In other words, in a pedantic mode, semver-checks'd be justified on requiring minor for any new public item. Even weakening generic requirements might cause inference issues, so e.g. --strict-pedantic should probably require a minor bump for any change to the public API's types; IIUC this matches the intent of semver-minor's "new feature" trigger as well, since the API by construction has new API surface.

In practice, API evolution in this manner is necessarily considered perfectly acceptable, and is imho very rarely worth warning for. It's a subjective evaluation of how likely both that a name conflict is possible and that some downstream would have both names in scope simultaneously; in most cases this is reasonably rare because of the convention to avoid glob imports^[If you want a version of the lint which can fire without firing on every API change, consider linting only for new trait associated items reachable through a module called prelude, since that's likely designed for glob importing.], and there's not really a good analytical way to determine the risk of a non-globbed name conflict to provide a lint cutoff better than yes/no.

Iterator is an especially interesting case because it's a language item trait in the prelude. User types don't have this exacerbating factor (being implicitly available everywhere) for this concern.

Adding trait bounds to an existential return type, e.g. -> impl Foo to -> impl Foo + Send

Note that RPIT already "leaks" autotraits (Send/Sync/Unpin), so that isn't actually a return type refinement.

Actually refining the return type is not-inference-breaking, though you still run the risk of being name-resolution-breaking (e.g. refining to a concrete type or even adding a new guaranteed trait could cause a name conflict with newly applicable extension traits).

In practice, API evolution in this manner is necessarily considered perfectly acceptable, and is imho very rarely worth warning for

The fact that there is a lot of nuance to semver and some parts that are contextual is why I feel like #58 is going to be important.

Here's one not listed: adding a generic (type or const) to a function is a breaking change.

That one is very interesting, and I'm not exactly sure what to make of it.

It's definitely breaking, no doubts there. But as I've written before, some Rust breaking changes don't require a major version — the API evolution RFC says so: https://rust-lang.github.io/rfcs/1105-api-evolution.html

Is adding a generic to an already-generic function covered under that exception?

Is adding a generic to a function that previously wasn't generic covered?

Would love to get your thoughts @jhpratt! These kinds of existential questions are things we run into a lot here 😅

Yes, adding a new generic to a function is a major breaking change. It will break in any case where the type parameters are explicitly provided, like if inference didn't work out. This is true for other API items as well with one exception: if a generic is added to a type or trait but is defaulted, then its a minor breaking change. The explicit type parameters are unchanged but there are cases where inference won't work and it will fail to compile and the API Evolution RFC decided to brush that under the rug and ignore it (I've been bitten by it...)
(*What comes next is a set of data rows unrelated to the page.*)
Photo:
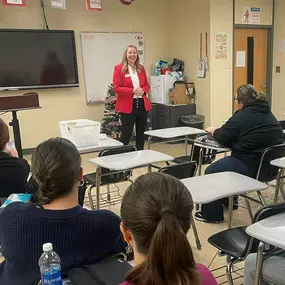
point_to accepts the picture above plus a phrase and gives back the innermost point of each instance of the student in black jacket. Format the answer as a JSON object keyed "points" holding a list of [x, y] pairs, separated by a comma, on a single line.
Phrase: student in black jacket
{"points": [[79, 236], [247, 133], [14, 171]]}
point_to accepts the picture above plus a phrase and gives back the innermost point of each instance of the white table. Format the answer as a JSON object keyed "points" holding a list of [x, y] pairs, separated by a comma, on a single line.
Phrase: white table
{"points": [[208, 188], [126, 161], [269, 231], [172, 133], [103, 143], [280, 163]]}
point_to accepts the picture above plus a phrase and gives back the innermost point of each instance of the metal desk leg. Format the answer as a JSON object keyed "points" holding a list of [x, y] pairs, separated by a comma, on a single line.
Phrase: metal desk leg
{"points": [[98, 182], [231, 204], [148, 142], [200, 162], [278, 178], [198, 243], [17, 133], [259, 260], [248, 208], [186, 144]]}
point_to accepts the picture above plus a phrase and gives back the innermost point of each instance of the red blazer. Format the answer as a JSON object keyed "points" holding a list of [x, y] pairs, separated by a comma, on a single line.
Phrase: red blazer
{"points": [[123, 86]]}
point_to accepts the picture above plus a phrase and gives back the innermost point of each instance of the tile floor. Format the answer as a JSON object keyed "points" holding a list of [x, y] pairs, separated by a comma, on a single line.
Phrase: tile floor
{"points": [[208, 252]]}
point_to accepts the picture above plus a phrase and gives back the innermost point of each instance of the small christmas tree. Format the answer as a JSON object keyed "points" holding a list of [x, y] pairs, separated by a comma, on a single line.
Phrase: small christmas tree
{"points": [[111, 123]]}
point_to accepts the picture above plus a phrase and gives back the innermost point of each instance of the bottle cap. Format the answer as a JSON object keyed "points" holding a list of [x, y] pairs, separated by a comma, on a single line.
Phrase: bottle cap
{"points": [[47, 247]]}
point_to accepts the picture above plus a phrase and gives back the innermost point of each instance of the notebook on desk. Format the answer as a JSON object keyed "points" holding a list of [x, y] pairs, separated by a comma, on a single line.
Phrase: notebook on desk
{"points": [[209, 140], [24, 198]]}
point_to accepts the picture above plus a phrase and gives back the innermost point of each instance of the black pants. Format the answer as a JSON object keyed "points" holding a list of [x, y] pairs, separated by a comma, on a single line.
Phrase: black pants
{"points": [[137, 117], [214, 211]]}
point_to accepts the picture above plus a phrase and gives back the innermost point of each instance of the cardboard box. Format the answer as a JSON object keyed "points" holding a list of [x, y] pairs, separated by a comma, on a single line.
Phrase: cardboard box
{"points": [[182, 93]]}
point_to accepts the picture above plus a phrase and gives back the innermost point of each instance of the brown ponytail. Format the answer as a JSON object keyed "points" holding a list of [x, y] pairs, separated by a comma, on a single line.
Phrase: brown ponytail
{"points": [[157, 210], [56, 167]]}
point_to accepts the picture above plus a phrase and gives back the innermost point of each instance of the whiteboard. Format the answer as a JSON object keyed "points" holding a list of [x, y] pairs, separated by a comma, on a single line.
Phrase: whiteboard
{"points": [[100, 53]]}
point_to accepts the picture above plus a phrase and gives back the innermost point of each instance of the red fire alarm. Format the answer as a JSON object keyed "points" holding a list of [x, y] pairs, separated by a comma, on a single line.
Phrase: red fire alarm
{"points": [[127, 2]]}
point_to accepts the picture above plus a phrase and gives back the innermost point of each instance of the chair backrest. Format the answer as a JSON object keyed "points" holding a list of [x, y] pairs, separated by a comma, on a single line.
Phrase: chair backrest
{"points": [[108, 177], [267, 172], [262, 214], [117, 150], [181, 170], [282, 123]]}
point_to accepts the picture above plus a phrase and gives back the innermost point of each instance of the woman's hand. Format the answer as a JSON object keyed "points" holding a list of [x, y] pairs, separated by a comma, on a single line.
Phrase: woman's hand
{"points": [[211, 130], [139, 91], [11, 150]]}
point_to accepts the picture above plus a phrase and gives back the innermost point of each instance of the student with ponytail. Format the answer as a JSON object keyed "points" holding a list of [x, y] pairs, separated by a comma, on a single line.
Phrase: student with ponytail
{"points": [[156, 216]]}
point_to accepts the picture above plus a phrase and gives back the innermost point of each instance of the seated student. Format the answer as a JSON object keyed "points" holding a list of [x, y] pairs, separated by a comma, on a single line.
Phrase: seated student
{"points": [[78, 235], [247, 133], [14, 171], [156, 216], [273, 269]]}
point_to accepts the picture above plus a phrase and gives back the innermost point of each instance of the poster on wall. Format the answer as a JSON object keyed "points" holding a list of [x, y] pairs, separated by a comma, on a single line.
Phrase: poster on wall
{"points": [[221, 50], [94, 5], [251, 15], [14, 3], [241, 58], [281, 46], [59, 4]]}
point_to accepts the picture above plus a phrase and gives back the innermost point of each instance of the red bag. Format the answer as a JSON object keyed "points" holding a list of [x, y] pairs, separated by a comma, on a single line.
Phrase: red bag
{"points": [[126, 2]]}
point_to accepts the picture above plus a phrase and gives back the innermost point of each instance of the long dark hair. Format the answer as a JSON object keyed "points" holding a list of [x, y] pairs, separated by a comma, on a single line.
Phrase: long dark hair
{"points": [[248, 93], [156, 209], [56, 165]]}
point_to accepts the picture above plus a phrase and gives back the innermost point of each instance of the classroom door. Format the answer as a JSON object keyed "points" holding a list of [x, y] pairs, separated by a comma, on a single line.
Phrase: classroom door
{"points": [[250, 59]]}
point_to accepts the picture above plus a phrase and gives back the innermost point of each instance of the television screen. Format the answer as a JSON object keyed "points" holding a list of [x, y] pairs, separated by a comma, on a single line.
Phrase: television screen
{"points": [[37, 59]]}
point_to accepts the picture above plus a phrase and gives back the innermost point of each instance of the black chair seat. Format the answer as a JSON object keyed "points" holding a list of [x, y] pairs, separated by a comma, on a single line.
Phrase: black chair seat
{"points": [[233, 242], [182, 159]]}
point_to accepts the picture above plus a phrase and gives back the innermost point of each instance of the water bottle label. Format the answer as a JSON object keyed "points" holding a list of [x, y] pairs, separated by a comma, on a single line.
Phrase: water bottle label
{"points": [[53, 278]]}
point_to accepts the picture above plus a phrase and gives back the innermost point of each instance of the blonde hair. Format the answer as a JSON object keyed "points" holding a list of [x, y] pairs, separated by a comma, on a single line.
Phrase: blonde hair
{"points": [[125, 60]]}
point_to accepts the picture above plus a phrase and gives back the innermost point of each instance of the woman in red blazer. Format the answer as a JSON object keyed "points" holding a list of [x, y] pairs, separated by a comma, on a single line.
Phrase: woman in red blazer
{"points": [[131, 86]]}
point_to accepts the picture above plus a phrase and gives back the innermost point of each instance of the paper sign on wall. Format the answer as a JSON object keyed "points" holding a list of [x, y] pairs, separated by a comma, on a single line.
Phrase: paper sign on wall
{"points": [[281, 46], [94, 5], [240, 59], [251, 15], [14, 2], [221, 51], [60, 4]]}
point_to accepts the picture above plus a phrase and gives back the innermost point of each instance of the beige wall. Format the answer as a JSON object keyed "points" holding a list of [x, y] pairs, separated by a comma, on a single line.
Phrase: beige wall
{"points": [[266, 7], [278, 97], [145, 16], [191, 19], [220, 69]]}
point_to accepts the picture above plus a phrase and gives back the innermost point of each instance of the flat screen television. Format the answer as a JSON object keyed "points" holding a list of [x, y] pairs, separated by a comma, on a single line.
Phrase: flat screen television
{"points": [[32, 59]]}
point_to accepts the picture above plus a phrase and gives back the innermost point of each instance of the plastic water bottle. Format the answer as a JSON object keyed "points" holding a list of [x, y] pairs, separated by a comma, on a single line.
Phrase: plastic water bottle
{"points": [[50, 268]]}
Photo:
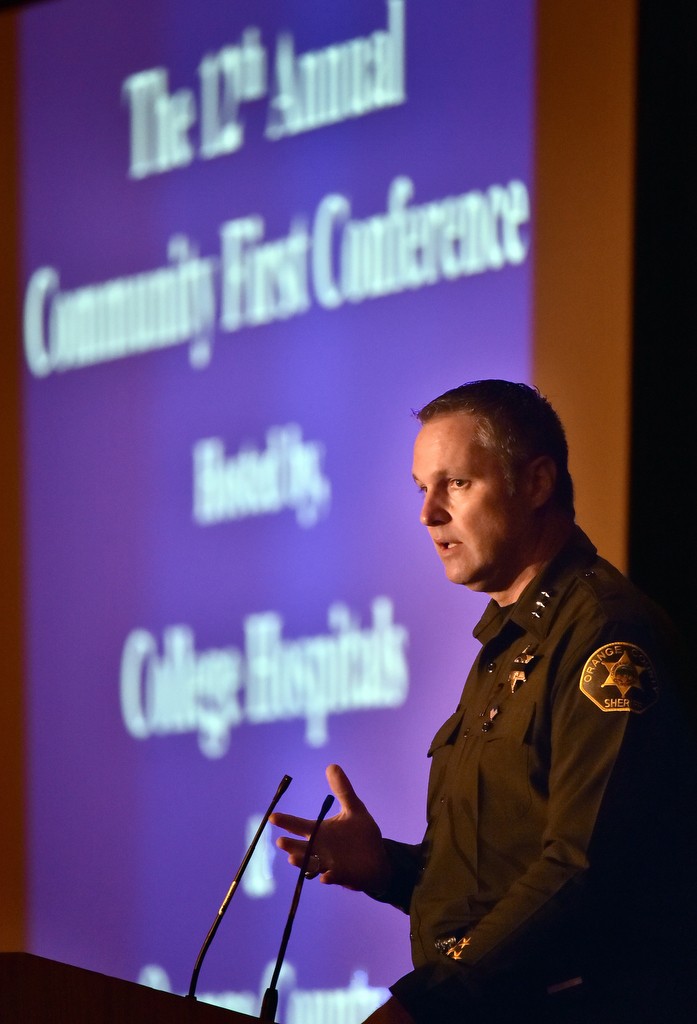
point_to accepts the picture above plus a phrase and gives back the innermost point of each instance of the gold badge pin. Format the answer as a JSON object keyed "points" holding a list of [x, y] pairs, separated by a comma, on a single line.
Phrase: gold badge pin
{"points": [[518, 674]]}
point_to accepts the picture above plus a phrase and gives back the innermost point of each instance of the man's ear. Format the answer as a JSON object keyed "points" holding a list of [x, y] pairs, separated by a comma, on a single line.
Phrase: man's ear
{"points": [[540, 480]]}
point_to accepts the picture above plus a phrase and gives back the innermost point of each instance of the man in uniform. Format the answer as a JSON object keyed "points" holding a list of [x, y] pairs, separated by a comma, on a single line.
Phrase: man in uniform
{"points": [[555, 881]]}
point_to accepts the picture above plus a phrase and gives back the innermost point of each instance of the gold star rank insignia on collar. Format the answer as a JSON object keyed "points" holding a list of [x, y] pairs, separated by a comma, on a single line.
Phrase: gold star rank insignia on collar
{"points": [[518, 673]]}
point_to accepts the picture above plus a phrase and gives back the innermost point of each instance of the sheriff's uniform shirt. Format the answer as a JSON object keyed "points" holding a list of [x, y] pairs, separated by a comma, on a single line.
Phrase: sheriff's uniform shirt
{"points": [[558, 799]]}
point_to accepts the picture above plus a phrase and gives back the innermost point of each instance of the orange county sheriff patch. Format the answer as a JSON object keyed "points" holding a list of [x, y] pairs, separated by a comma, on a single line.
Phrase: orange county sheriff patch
{"points": [[619, 677]]}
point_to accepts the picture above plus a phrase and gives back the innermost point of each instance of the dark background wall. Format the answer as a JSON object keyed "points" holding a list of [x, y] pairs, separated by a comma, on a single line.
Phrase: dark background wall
{"points": [[662, 536]]}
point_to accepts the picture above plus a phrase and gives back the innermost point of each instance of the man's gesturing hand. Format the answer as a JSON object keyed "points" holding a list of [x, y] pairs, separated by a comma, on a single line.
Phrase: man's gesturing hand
{"points": [[348, 847]]}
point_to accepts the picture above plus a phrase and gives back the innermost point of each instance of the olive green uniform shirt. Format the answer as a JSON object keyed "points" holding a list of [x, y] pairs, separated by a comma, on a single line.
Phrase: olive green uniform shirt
{"points": [[560, 803]]}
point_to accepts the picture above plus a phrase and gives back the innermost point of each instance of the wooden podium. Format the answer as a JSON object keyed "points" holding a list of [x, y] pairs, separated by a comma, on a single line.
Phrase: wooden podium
{"points": [[36, 990]]}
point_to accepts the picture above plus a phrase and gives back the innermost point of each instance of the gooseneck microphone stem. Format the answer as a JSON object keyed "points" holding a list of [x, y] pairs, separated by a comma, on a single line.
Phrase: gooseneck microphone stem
{"points": [[282, 786], [270, 1001]]}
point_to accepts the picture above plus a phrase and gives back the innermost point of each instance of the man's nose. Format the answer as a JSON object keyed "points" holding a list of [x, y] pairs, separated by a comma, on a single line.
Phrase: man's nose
{"points": [[432, 511]]}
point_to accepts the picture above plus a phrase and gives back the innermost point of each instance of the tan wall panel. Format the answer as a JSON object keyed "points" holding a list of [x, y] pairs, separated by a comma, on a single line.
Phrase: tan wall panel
{"points": [[583, 258]]}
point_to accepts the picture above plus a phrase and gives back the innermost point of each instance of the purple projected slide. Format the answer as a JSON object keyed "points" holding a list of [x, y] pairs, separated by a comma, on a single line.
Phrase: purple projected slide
{"points": [[256, 237]]}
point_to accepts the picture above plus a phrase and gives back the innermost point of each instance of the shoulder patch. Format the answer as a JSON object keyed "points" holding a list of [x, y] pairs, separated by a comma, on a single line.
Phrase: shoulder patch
{"points": [[619, 677]]}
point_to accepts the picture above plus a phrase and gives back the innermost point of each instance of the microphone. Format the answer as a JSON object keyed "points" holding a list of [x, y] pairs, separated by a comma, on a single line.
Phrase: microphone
{"points": [[282, 786], [270, 1001]]}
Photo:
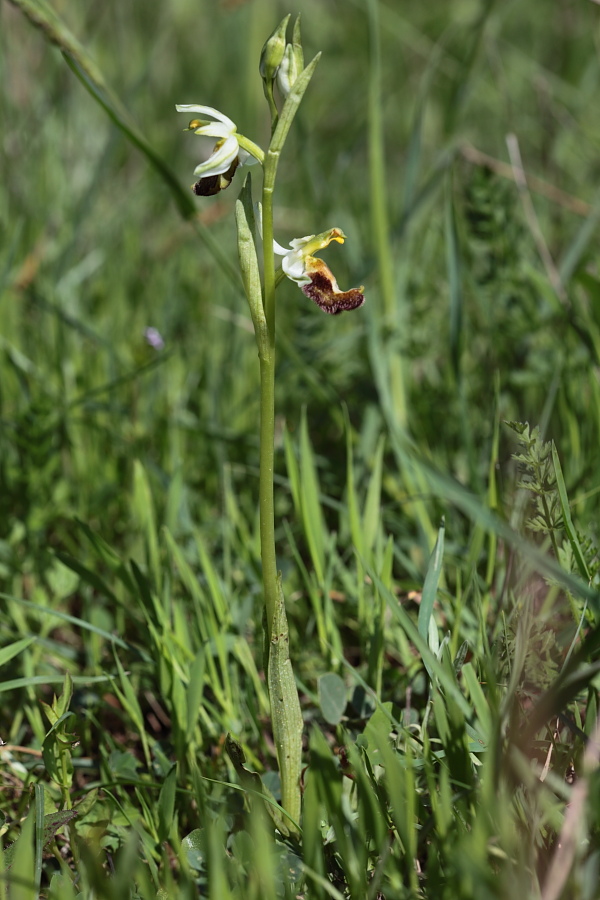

Also, just because the RFC says something is a minor semver breakage, that doesn't mean the user shouldn't be told as that RFC was written specifically for the stdlib and not as guidance for the ecosystem and even the stdlib sometimes goes to extra lengths to avoid minor breaking changes if the impact is large enough. From what I've heard, they are designing a whole new language feature to allow migrating trait methods from itertools to Iterator without breaking people. Granted, #58 will be important for controlling this.